Much has been written about the so called Great Intergenerational Wealth Transfer and rightly so, because this constitutes the largest redistribution of wealth in human history. To summarise what this means; in most developed countries (and particularly in New Zealand and Australia), a substantial portion of overall wealth is held by individuals born between the end of World War II and the mid-sixties (the so called “baby boomers”). Clearly a large proportion of the assets currently held by individuals in that age bracket will pass to their heirs over the next 20 – 30 years.

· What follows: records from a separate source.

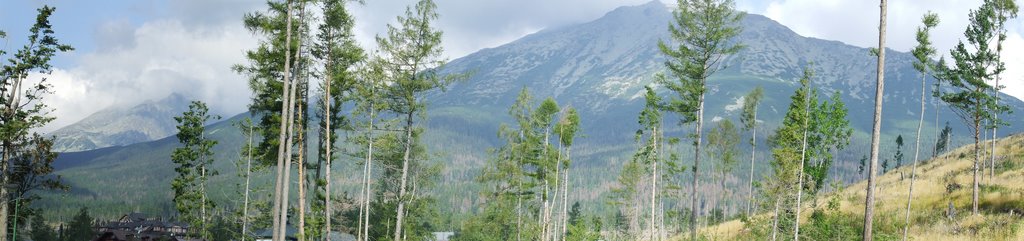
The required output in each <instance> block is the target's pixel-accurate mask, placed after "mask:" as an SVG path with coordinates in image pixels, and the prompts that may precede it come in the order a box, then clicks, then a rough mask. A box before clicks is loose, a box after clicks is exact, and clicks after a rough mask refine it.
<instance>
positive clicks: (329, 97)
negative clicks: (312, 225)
mask: <svg viewBox="0 0 1024 241" xmlns="http://www.w3.org/2000/svg"><path fill="white" fill-rule="evenodd" d="M328 31H330V30H328ZM333 49H334V48H328V50H327V51H328V55H329V56H330V55H332V54H331V52H332V50H333ZM333 65H334V63H333V62H331V61H328V63H327V66H328V69H333ZM331 76H332V75H330V74H328V75H325V78H324V118H325V119H324V127H325V129H324V132H325V136H324V139H325V142H324V147H321V148H323V149H324V157H325V158H326V159H327V168H325V170H324V176H325V178H324V180H325V182H324V183H325V184H324V185H325V187H324V194H325V195H324V237H325V238H324V240H328V239H330V237H331V164H332V163H331V155H333V154H332V153H331V151H332V150H334V143H332V142H331V130H332V129H331V118H333V116H332V115H331V102H332V99H331V82H332V81H333V80H332V79H333V78H331ZM316 173H319V171H317V172H316ZM359 214H360V217H361V214H362V209H359ZM361 222H362V219H359V224H360V225H361ZM356 229H358V228H356ZM357 234H358V237H362V235H361V234H362V233H361V230H359V232H357Z"/></svg>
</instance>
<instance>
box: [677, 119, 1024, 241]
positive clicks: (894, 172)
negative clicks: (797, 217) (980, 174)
mask: <svg viewBox="0 0 1024 241" xmlns="http://www.w3.org/2000/svg"><path fill="white" fill-rule="evenodd" d="M973 148H974V146H973V145H968V146H964V147H961V148H958V149H956V150H953V151H952V152H948V153H946V154H945V155H942V156H940V157H938V158H935V159H932V160H929V161H927V162H924V163H922V164H921V165H919V168H918V178H916V179H915V182H914V191H913V197H914V199H913V204H912V208H911V209H912V210H913V211H912V213H911V217H910V219H911V227H910V232H909V236H910V237H911V238H912V239H913V240H1024V232H1019V230H1020V227H1021V225H1022V224H1024V218H1022V217H1021V214H1022V213H1021V212H1022V211H1024V134H1016V135H1013V136H1010V137H1007V138H1001V139H999V140H998V143H997V148H996V149H997V153H998V154H999V155H1005V158H1004V161H1001V162H998V163H996V171H995V172H996V173H995V178H994V179H989V178H987V177H985V178H983V179H982V182H981V193H980V195H979V196H980V197H979V209H980V212H981V213H982V214H981V215H978V216H974V215H971V204H972V202H971V195H972V189H971V187H972V184H973V171H972V162H973ZM911 155H912V154H911ZM909 158H912V156H911V157H909ZM983 158H985V156H984V155H983ZM985 160H987V159H985ZM910 168H911V167H910V165H907V166H904V167H901V168H898V169H895V170H891V171H890V172H888V173H886V174H883V175H880V176H879V183H878V187H877V188H878V189H879V192H878V194H879V196H878V197H877V199H876V202H877V204H876V205H877V207H876V213H877V214H876V217H874V218H876V226H880V223H882V224H888V225H889V226H896V227H889V228H888V230H889V233H888V234H889V235H890V236H889V238H893V236H892V235H895V239H897V240H898V239H899V238H900V235H901V234H900V233H899V231H902V224H903V218H904V215H905V210H906V197H907V188H908V187H909V173H910ZM901 173H902V174H903V176H904V177H901ZM951 183H955V184H959V185H962V186H963V188H961V189H957V190H954V191H952V192H951V193H948V192H947V191H946V186H947V185H948V184H951ZM865 189H866V182H860V183H857V184H854V185H852V186H850V187H847V188H845V189H843V190H840V191H839V193H838V194H839V195H840V198H839V200H841V201H840V208H839V211H840V212H841V213H844V214H849V215H850V216H862V215H863V214H862V213H863V210H864V196H865V194H864V193H865ZM822 195H823V196H822V197H819V198H818V200H819V201H818V202H817V203H810V202H813V201H809V203H808V204H806V205H804V211H803V212H802V213H803V214H804V215H802V218H801V222H802V224H803V225H804V226H806V225H807V224H806V223H807V222H808V218H809V216H810V214H811V212H812V210H813V209H815V208H818V209H821V208H824V205H825V204H824V201H820V200H823V199H824V197H825V196H826V195H833V194H822ZM808 200H811V199H810V198H809V199H808ZM950 202H952V204H953V206H954V208H955V210H956V215H955V216H954V217H953V218H951V219H950V218H947V217H946V210H947V209H948V205H949V203H950ZM1011 213H1013V214H1011ZM760 215H770V213H762V214H760ZM848 224H856V225H857V226H858V227H852V228H854V229H859V225H861V224H863V223H862V220H860V218H857V220H855V222H849V223H848ZM877 228H878V227H877ZM894 231H895V232H894ZM701 232H702V233H703V234H707V235H708V236H709V237H712V238H713V239H716V240H737V239H746V238H750V237H746V235H748V234H749V231H748V230H746V229H745V228H744V225H743V223H742V222H741V220H739V219H734V220H730V222H726V223H723V224H720V225H718V226H712V227H708V228H705V229H702V230H701ZM878 236H879V235H877V237H878ZM882 237H883V238H880V239H886V238H884V237H886V236H882ZM677 239H682V237H681V236H680V237H677ZM845 239H859V237H846V238H845Z"/></svg>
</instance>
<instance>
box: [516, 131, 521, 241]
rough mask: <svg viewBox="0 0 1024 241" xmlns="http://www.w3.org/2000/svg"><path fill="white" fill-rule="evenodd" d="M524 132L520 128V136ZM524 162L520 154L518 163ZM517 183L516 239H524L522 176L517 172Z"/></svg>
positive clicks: (516, 193)
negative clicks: (522, 194)
mask: <svg viewBox="0 0 1024 241" xmlns="http://www.w3.org/2000/svg"><path fill="white" fill-rule="evenodd" d="M522 136H523V132H522V130H519V137H520V138H522ZM520 164H522V157H521V155H520V158H519V161H518V163H517V165H520ZM516 184H517V186H518V189H517V190H516V204H515V205H516V207H515V211H516V222H515V239H516V241H522V176H521V175H520V174H519V173H516Z"/></svg>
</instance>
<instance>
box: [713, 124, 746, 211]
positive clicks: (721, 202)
mask: <svg viewBox="0 0 1024 241" xmlns="http://www.w3.org/2000/svg"><path fill="white" fill-rule="evenodd" d="M739 142H740V138H739V131H738V130H737V129H736V126H735V125H734V124H732V121H730V120H728V119H726V120H721V121H719V122H718V125H717V126H715V128H712V129H711V131H710V132H708V151H709V152H708V157H709V158H711V159H712V160H715V159H718V161H720V163H718V168H717V169H718V170H717V171H718V172H719V174H720V176H719V178H720V180H719V182H720V185H719V189H720V191H721V192H722V194H721V197H720V198H719V199H718V202H716V204H715V206H716V207H715V209H718V210H719V211H723V214H724V211H725V210H724V208H725V207H724V206H723V205H722V203H724V202H725V198H726V190H727V189H726V188H725V179H726V177H728V174H729V173H731V172H732V168H734V167H735V166H736V161H737V160H736V155H738V154H739V150H738V149H737V145H739Z"/></svg>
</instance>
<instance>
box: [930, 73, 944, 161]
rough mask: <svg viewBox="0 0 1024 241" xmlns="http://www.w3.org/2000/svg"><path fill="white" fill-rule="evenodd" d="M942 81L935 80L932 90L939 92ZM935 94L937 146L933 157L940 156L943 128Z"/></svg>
mask: <svg viewBox="0 0 1024 241" xmlns="http://www.w3.org/2000/svg"><path fill="white" fill-rule="evenodd" d="M941 84H942V81H935V85H932V92H933V93H937V92H939V91H941V90H942V87H941ZM935 98H937V97H936V96H935V95H932V110H935V123H934V125H933V126H935V147H934V148H933V149H932V158H936V157H938V156H939V140H941V139H942V130H941V129H940V127H939V102H936V101H935Z"/></svg>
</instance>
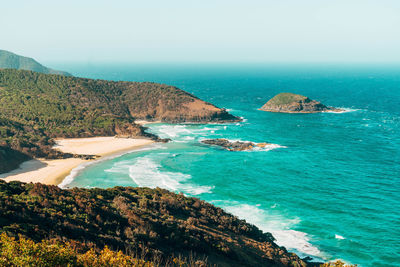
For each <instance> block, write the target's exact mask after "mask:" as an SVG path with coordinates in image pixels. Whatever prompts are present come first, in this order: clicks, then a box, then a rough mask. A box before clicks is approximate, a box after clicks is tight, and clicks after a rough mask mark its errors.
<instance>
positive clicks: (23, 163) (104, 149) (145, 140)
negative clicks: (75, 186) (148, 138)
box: [0, 137, 154, 185]
mask: <svg viewBox="0 0 400 267" xmlns="http://www.w3.org/2000/svg"><path fill="white" fill-rule="evenodd" d="M153 142H154V141H152V140H149V139H132V138H116V137H90V138H68V139H57V140H56V143H57V144H56V146H55V147H54V148H55V149H58V150H60V151H62V152H65V153H73V154H81V155H97V156H100V157H104V156H109V155H112V154H117V153H121V152H125V151H130V150H134V149H136V148H139V147H142V146H145V145H149V144H151V143H153ZM84 162H87V160H83V159H77V158H69V159H56V160H45V159H33V160H29V161H26V162H24V163H22V164H21V166H20V167H19V168H18V169H16V170H13V171H11V172H8V173H4V174H1V175H0V178H1V179H4V180H5V181H7V182H9V181H15V180H17V181H21V182H26V183H29V182H32V183H37V182H40V183H43V184H51V185H58V184H60V183H61V182H62V180H63V179H64V178H65V177H66V176H67V175H68V174H69V173H70V172H71V170H72V169H74V168H76V167H77V166H79V165H80V164H82V163H84Z"/></svg>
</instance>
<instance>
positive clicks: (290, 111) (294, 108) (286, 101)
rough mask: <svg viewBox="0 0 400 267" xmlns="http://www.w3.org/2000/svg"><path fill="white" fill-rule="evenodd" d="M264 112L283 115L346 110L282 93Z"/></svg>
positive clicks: (261, 108) (285, 93)
mask: <svg viewBox="0 0 400 267" xmlns="http://www.w3.org/2000/svg"><path fill="white" fill-rule="evenodd" d="M260 110H263V111H269V112H281V113H317V112H326V111H333V112H343V111H344V110H342V109H338V108H334V107H328V106H325V105H324V104H322V103H321V102H318V101H316V100H311V99H310V98H308V97H306V96H302V95H297V94H292V93H280V94H278V95H276V96H274V97H273V98H271V99H270V100H269V101H268V102H267V103H265V105H264V106H262V107H261V108H260Z"/></svg>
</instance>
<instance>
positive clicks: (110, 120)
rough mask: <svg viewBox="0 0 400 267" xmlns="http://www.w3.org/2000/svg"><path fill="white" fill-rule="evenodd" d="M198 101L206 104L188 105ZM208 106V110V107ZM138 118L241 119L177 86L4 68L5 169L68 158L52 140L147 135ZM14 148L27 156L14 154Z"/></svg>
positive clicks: (1, 99) (2, 149)
mask: <svg viewBox="0 0 400 267" xmlns="http://www.w3.org/2000/svg"><path fill="white" fill-rule="evenodd" d="M194 101H199V102H200V103H201V104H202V105H204V108H203V109H201V110H200V111H197V110H194V111H193V110H190V108H188V107H187V106H186V105H185V104H187V103H191V102H194ZM207 108H208V109H207ZM135 119H147V120H162V121H167V122H176V121H197V122H209V121H232V120H237V119H238V118H236V117H234V116H232V115H230V114H229V113H227V112H226V111H225V110H223V109H218V108H216V107H214V106H212V105H211V104H208V103H206V102H204V101H201V100H199V99H197V98H196V97H194V96H192V95H191V94H189V93H186V92H184V91H182V90H180V89H178V88H176V87H173V86H168V85H162V84H156V83H148V82H147V83H137V82H113V81H105V80H92V79H84V78H76V77H66V76H61V75H49V74H41V73H37V72H32V71H23V70H13V69H4V70H0V159H3V160H1V161H0V173H2V172H6V171H8V170H11V169H13V168H14V166H15V165H16V166H18V165H19V164H20V163H21V162H22V161H23V160H24V158H25V159H26V158H27V157H46V158H60V157H68V156H71V155H65V154H62V153H60V152H57V151H54V150H52V149H51V147H52V146H53V145H54V141H53V138H56V137H91V136H112V135H120V136H148V137H153V138H155V137H154V136H152V135H149V134H146V133H145V131H144V128H143V127H141V126H139V125H136V124H135V123H134V120H135ZM10 149H12V150H15V151H18V152H20V153H22V154H23V155H25V157H23V156H22V155H21V156H20V157H14V156H13V154H12V153H15V152H10Z"/></svg>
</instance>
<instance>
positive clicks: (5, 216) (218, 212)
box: [0, 181, 305, 266]
mask: <svg viewBox="0 0 400 267" xmlns="http://www.w3.org/2000/svg"><path fill="white" fill-rule="evenodd" d="M0 214H2V216H1V218H0V232H5V233H7V234H8V235H9V236H17V235H18V234H21V235H22V236H24V237H27V238H30V239H32V240H34V241H35V242H39V241H41V240H43V239H49V238H50V239H55V240H59V241H61V240H62V241H69V242H72V243H74V244H75V245H76V246H77V247H78V248H81V250H82V251H86V250H87V249H89V248H90V247H94V248H95V249H96V250H97V251H99V250H101V249H102V248H103V247H104V246H105V245H107V246H108V247H110V249H112V250H122V251H124V252H126V253H127V254H128V255H137V254H138V253H139V254H141V251H143V250H145V251H147V254H148V256H149V258H153V257H154V255H159V256H161V258H163V259H168V258H171V257H173V255H175V256H177V255H182V256H185V257H188V256H189V255H190V254H191V253H195V254H196V255H197V256H198V257H200V258H204V257H207V258H208V261H209V263H215V264H221V265H222V266H238V265H239V266H305V263H304V262H302V261H301V260H300V259H299V258H298V257H297V256H296V255H295V254H293V253H288V252H287V251H286V250H285V249H284V248H281V247H278V246H277V245H276V244H275V243H274V242H273V240H274V239H273V237H272V236H271V234H269V233H262V232H261V231H260V230H259V229H258V228H256V227H255V226H253V225H250V224H248V223H246V222H245V221H243V220H239V219H238V218H236V217H234V216H232V215H230V214H228V213H225V212H224V211H223V210H222V209H220V208H216V207H215V206H213V205H211V204H208V203H206V202H204V201H200V200H198V199H196V198H188V197H185V196H183V195H177V194H174V193H171V192H168V191H167V190H163V189H148V188H131V187H115V188H111V189H107V190H104V189H78V188H75V189H71V190H62V189H60V188H58V187H56V186H46V185H41V184H23V183H19V182H10V183H5V182H3V181H0Z"/></svg>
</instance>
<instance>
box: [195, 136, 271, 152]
mask: <svg viewBox="0 0 400 267" xmlns="http://www.w3.org/2000/svg"><path fill="white" fill-rule="evenodd" d="M201 142H202V143H203V144H207V145H213V146H220V147H222V148H224V149H226V150H229V151H246V150H252V149H254V148H265V147H266V146H268V145H271V144H269V143H253V142H248V141H229V140H228V139H224V138H217V139H206V140H203V141H201Z"/></svg>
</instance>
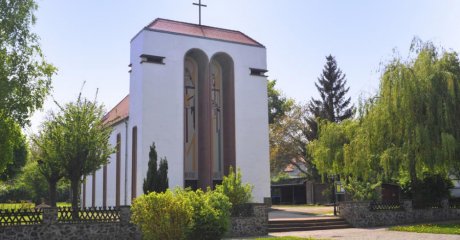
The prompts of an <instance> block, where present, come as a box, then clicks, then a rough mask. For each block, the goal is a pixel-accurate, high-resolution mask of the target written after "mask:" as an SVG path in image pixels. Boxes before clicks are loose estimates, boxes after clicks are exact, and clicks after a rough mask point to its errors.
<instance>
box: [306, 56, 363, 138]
mask: <svg viewBox="0 0 460 240" xmlns="http://www.w3.org/2000/svg"><path fill="white" fill-rule="evenodd" d="M346 83H347V80H346V79H345V74H343V73H342V70H340V68H338V67H337V62H336V60H335V58H334V57H333V56H332V55H329V56H327V57H326V65H324V69H323V72H322V73H321V75H320V77H319V78H318V83H315V86H316V89H317V90H318V92H319V94H320V98H321V99H314V98H312V99H311V100H310V103H309V104H308V110H309V111H310V113H311V116H310V117H309V118H308V119H307V124H308V126H309V133H308V134H307V138H308V140H309V141H313V140H315V139H317V137H318V120H319V119H323V120H327V121H330V122H341V121H343V120H345V119H348V118H350V117H352V115H353V112H354V106H353V105H352V106H350V103H351V98H346V96H345V95H346V94H347V93H348V90H349V89H350V88H348V87H346V86H345V85H346Z"/></svg>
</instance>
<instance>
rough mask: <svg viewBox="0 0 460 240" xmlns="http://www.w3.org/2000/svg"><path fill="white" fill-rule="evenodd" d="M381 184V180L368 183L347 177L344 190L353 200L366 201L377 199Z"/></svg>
mask: <svg viewBox="0 0 460 240" xmlns="http://www.w3.org/2000/svg"><path fill="white" fill-rule="evenodd" d="M380 185H382V183H381V182H377V183H374V184H372V183H370V182H363V181H359V180H355V179H352V178H349V179H348V183H346V184H345V185H344V188H345V191H346V192H347V193H349V194H350V195H351V198H352V199H353V201H368V200H375V201H376V200H379V199H380V198H381V197H380V192H379V191H378V190H379V187H380Z"/></svg>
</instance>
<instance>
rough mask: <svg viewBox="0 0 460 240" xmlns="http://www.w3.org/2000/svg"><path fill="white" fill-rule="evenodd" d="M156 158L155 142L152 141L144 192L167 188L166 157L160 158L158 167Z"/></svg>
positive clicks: (149, 156) (166, 166)
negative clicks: (164, 157)
mask: <svg viewBox="0 0 460 240" xmlns="http://www.w3.org/2000/svg"><path fill="white" fill-rule="evenodd" d="M157 160H158V156H157V151H156V147H155V143H152V146H150V152H149V164H148V165H149V168H148V170H147V177H146V178H145V179H144V184H143V190H144V193H145V194H147V193H149V192H164V191H166V189H168V161H167V159H166V158H162V159H161V160H160V165H159V167H158V163H157Z"/></svg>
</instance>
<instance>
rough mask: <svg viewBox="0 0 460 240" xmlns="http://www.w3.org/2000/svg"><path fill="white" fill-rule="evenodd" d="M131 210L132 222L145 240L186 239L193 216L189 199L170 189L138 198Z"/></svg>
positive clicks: (166, 239)
mask: <svg viewBox="0 0 460 240" xmlns="http://www.w3.org/2000/svg"><path fill="white" fill-rule="evenodd" d="M131 210H132V213H133V214H132V221H133V222H134V223H135V224H137V225H138V226H139V227H140V229H141V231H142V233H143V239H153V240H156V239H161V240H170V239H171V240H176V239H185V238H186V233H187V232H188V229H189V227H190V224H191V222H192V215H193V207H192V205H191V203H190V200H189V198H187V197H186V196H185V195H184V194H176V193H173V192H171V191H170V190H169V189H168V190H166V192H164V193H157V192H151V193H149V194H148V195H142V196H140V197H138V198H136V199H135V200H134V202H133V204H132V207H131Z"/></svg>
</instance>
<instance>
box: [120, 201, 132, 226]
mask: <svg viewBox="0 0 460 240" xmlns="http://www.w3.org/2000/svg"><path fill="white" fill-rule="evenodd" d="M130 221H131V207H130V206H120V223H121V224H122V225H127V224H129V222H130Z"/></svg>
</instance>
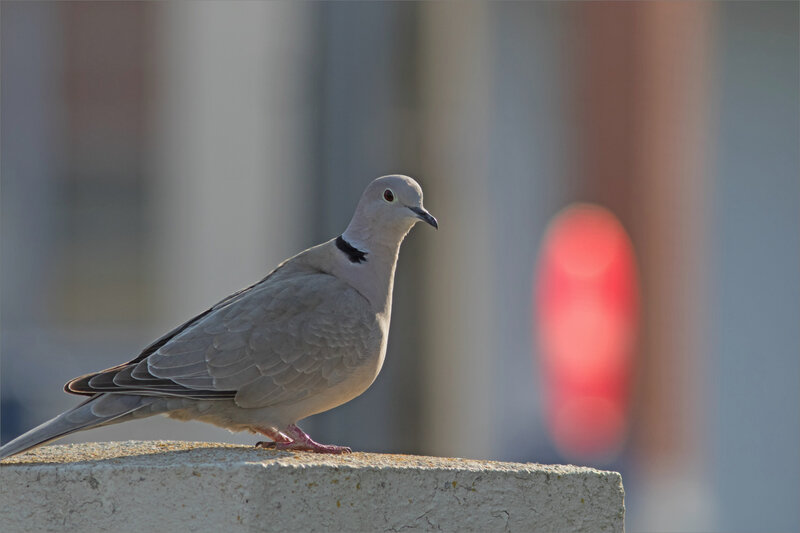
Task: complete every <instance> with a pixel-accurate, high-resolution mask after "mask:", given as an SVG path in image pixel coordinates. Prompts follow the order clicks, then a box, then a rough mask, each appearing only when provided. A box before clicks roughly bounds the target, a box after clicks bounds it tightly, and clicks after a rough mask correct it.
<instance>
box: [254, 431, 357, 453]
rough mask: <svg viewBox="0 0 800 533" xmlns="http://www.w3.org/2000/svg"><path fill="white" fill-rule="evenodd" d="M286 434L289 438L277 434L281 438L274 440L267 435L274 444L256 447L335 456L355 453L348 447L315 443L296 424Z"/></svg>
mask: <svg viewBox="0 0 800 533" xmlns="http://www.w3.org/2000/svg"><path fill="white" fill-rule="evenodd" d="M286 433H287V435H288V437H286V436H285V435H284V434H283V433H280V432H277V435H276V436H279V438H274V437H273V435H272V434H269V433H265V435H267V436H268V437H270V438H271V439H273V441H274V442H259V443H256V446H258V447H260V448H272V449H275V450H288V451H304V452H315V453H333V454H341V453H350V452H352V451H353V450H351V449H350V448H348V447H347V446H334V445H332V444H320V443H318V442H315V441H314V440H313V439H312V438H311V437H309V436H308V435H307V434H306V433H305V432H304V431H303V430H302V429H300V428H299V427H297V426H296V425H294V424H291V425H290V426H289V427H287V428H286ZM280 437H283V439H280Z"/></svg>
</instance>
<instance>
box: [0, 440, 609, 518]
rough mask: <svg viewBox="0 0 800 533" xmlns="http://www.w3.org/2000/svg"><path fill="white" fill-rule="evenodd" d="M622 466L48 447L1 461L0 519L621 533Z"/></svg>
mask: <svg viewBox="0 0 800 533" xmlns="http://www.w3.org/2000/svg"><path fill="white" fill-rule="evenodd" d="M624 516H625V506H624V492H623V488H622V478H621V476H620V475H619V474H618V473H616V472H605V471H600V470H594V469H591V468H583V467H575V466H561V465H555V466H549V465H539V464H531V463H526V464H520V463H501V462H494V461H474V460H467V459H447V458H439V457H418V456H409V455H382V454H371V453H353V454H351V455H344V456H329V455H316V454H311V453H294V452H276V451H270V450H263V449H255V448H252V447H243V446H234V445H224V444H211V443H196V442H163V441H155V442H135V441H132V442H118V443H89V444H70V445H63V446H48V447H43V448H39V449H37V450H34V451H32V452H29V453H26V454H23V455H19V456H17V457H12V458H10V459H7V460H6V461H3V463H2V466H0V530H2V531H3V532H4V533H12V532H18V531H65V530H76V531H114V532H126V531H132V532H133V531H135V532H137V533H141V532H142V531H232V532H238V531H409V532H410V531H431V530H442V531H487V532H491V531H547V532H569V531H609V532H611V531H623V529H624Z"/></svg>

For example, see these figures from the US;
Of course, it’s not quite as simple as saying the wealth will pass straight from the “boomers” to the “Gen X / Millenials”. There are many factors affecting the quantum and timing of this transfer. For example, people are living longer and this costs money! Many of the boomer generation will want to retain a significant part of their wealth to ensure they have sufficient to cover long term old age care costs and a large part of their asset base may be taken up by those costs. Others will want to retain and maybe spend their accumulated wealth – perhaps they don’t want to leave a “nest-egg” for the next generation! Different dynamics within each family will also affect the transfer (for example, an increasing proportion of families have complicated dynamics caused by blended families, divorce, disagreements within families and so on, which adds to the complexity of wealth transfer). Finally, many will want to bequeath some assets to charity as part of the transfer process.
Despite the diluting effect of the above factors, we can say for certain that a significant sum of assets will be passed between generations over the coming years, and it will be interesting to see how the next generation deals with this transfer. The different generations view wealth differently and these behaviours will have a big effect on how these assets are handled.
How to prepare
Many families find it difficult to talk about money, but it’s important to get over this initial hurdle and normalise these kinds of discussions because the outcomes are so much better if there is a plan involving future generations in place. This doesn’t have to be driven by the older generations of a family, if you’re in the younger generations you can also initiate these conversations and start to break down the barriers around meaningful financial discussions.
In addition to the obvious measures like ensuring your Will is up to date, create the opportunity to talk about the family values, how the family wealth is currently invested and why it is allocated in those areas. You may find you need to encourage the younger generations to educate themselves (or seek advice) on investment and strategies to protect the family wealth (or perhaps even the other way around and it’s the parents who should be encouraged to seek advice).
If you have a financial adviser, perhaps take the younger generations along to your next meeting to help them gain a full understanding of the management of the family wealth and their role in it.
Great financial advisers should have the technology to help model and visualise your financial goals, ensuring you have a clear idea of whether you can achieve them. Sometimes, simply testing a few scenarios can help solidify a plan for the future and increase your sense of comfort that what you have is enough.